Sakız Adası'nda bulunan
Cenevizliler'den 2 gemi ile 700 asker,
Galata'daki
Cenevizliler'den de 2 gemi ve 300 asker,
İspanya ve adalardan da bazı kuvvetler gelmişti.
Cenova'dan da
Cenevizliler'in teklifi üzerine 500 asker ile 1 gemi gelmişti. Ücretli Türk askeri ise nadiren bulunuyordu. En önemlisi ise
Ceneviz'deki
Giustiniani ailesinden
Giovanni Giustiniani 700 askeri ile yardım ediyordu. Eğer,
Osmanlılar yenilirse
Limni Adası'na düka tayin edebilme hakkına sahip olacaktı. Toplamında ise 20.000 asker
Bizans'ı koruyordu.

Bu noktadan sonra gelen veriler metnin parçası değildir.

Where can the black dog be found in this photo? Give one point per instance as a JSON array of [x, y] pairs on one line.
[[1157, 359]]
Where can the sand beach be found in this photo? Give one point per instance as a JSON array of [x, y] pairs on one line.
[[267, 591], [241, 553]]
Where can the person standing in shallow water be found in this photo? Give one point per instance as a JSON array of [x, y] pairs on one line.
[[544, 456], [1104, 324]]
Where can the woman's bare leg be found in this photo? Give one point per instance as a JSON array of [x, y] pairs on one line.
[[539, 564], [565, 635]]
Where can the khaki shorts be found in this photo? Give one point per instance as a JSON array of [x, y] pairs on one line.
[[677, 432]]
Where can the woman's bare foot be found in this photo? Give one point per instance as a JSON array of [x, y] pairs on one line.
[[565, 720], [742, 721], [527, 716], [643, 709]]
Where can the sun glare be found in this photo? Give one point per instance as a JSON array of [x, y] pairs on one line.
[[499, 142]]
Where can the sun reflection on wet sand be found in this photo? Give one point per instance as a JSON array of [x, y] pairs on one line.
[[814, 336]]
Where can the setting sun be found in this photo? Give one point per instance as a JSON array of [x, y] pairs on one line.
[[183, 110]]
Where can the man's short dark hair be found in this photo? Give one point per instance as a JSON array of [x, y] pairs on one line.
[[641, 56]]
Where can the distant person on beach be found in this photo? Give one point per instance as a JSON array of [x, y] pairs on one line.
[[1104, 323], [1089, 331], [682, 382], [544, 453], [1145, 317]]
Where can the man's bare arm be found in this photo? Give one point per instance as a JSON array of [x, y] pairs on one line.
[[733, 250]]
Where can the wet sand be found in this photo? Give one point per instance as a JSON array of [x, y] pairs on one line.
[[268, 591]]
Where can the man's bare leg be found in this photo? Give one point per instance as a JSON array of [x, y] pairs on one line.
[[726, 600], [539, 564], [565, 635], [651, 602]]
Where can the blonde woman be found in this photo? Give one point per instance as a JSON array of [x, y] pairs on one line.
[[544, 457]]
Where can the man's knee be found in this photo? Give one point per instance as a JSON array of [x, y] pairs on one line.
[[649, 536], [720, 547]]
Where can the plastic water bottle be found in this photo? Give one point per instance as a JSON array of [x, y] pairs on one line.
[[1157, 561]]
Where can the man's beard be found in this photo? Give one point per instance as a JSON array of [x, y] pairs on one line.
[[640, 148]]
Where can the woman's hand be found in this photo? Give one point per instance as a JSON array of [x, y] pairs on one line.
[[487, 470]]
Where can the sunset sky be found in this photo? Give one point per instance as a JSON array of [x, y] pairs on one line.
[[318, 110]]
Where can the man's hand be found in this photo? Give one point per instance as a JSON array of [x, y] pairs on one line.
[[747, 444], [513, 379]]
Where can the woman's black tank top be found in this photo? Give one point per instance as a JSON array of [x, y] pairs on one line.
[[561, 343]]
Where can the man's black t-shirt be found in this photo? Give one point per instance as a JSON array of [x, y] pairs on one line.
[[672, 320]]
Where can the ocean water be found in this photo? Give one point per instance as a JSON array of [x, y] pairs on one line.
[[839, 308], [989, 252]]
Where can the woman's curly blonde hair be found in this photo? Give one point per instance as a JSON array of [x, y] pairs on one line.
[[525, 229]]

Gıda durumu ise genellikle
Mora Despotluğu ve
Sakız Adası'ndan karşılanıyordu.
Bizans, ayrıca
İstanbul Surları'na ve
Galata'dan
Sarayburnu'na çekilen zincirlere çok güveniyorlardı.
Edirne'den Konstantinopolis'e Hareket
II. Mehmed, Şubat 1453'de dökülen iri topların İstanbul önlerine götürülmesini emretti. 60 mandanın çektiği topun iki tarafında ikiyüzer asker yürüyor, kaymaması için çaba sarfediliyordu. Karaca Paşa komutasındaki 10.000 kişilik ordu, İstanbul yakınındaki
Vize,
Silivri ve
Ayestefanos kalelerini kuşattı. Nisan ayına gelindiğinde
II. Mehmed, eyalet ve sancaklara orduya katılmaları için haber gönderdi. 5 Nisan 1453'de Osmanlı Ordusu, II. Mehmed'in komutasında İstanbul'a hareket etti. Asker sayısı 50.000 ile 80.000 arasında değişiyordu. Ayrıca önemli hocalardan
Akşemseddin, Akbıyık ve
Molla Gürani de orduda bulunuyordu. 6 Nisan 1453'de 10.000
sipahi Maltepe civarını tuttu. II. Mehmed de Anadolu ve
Haliç'i tutmuştu.
Zağanos Paşa da
Beyoğlu'nu fethetti,
Galata üzerine yürüdü. Aynı gün padişah,
Veli Mahmud Paşa'yı elçi olarak imparatora gönderdi. Ama barış teklifi kabul edilmedi.
KUŞATMA SÜRECİ
II. Mehmet hazırlıklarını tamamladıktan sonra Bizans kralına elçi göndererek şehrin teslim edilmesini istedi. Red cevabı üzerine 6 Nisan 1453 tarihinde İstanbul kuşatmasına başlandı.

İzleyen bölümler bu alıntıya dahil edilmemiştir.